Scatter plot symbol in ggplot2

Shape by group

If you want you can add a different shape by group, pass the grouping variable to the shape argument of the aes function. Note that you can specify this argument without setting color.

# install.packages("ggplot2")

ggplot(df, aes(x = x, y = y, color = group,
               shape = group)) +
  geom_point(size = 2)

Scatter plot with shape by group in ggplot2

Legend customization

ggplot2 scatter plot with custom legend

Legend title

When you create a scatter plot by group in ggplot2 an automatic legend is created based con the categorical variable. The default title of the legend is the name of the variable, but you can override this with the following code.

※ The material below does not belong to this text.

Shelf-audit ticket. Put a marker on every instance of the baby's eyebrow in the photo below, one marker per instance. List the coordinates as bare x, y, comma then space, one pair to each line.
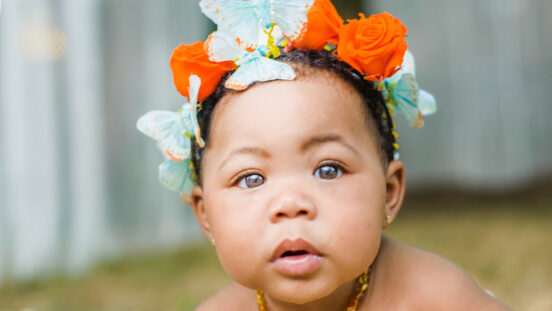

# install.packages("ggplot2")

ggplot(df, aes(x = x, y = y, color = group)) +
  geom_point(size = 2) +
  guides(colour = guide_legend(title = "Title"))

Scatter plot by group in ggplot2 with custom key labels

Custom key labels

The labels can also be customized. You can make use of the labels argument of the scale_color_discrete function to change them.

# install.packages("ggplot2")

ggplot(df, aes(x = x, y = y, color = group)) +
  geom_point(size = 2) +
  scale_color_discrete(labels = c("G1", "G2", "G3"))

Remove the legend in ggplot2 scatter plot

Remove the legend

In case you want to get rid of the legend set legend.position = "none" inside the theme function.

# install.packages("ggplot2")

ggplot(df, aes(x = x, y = y, color = group)) +
  geom_point(size = 2) +
  theme(legend.position = "none")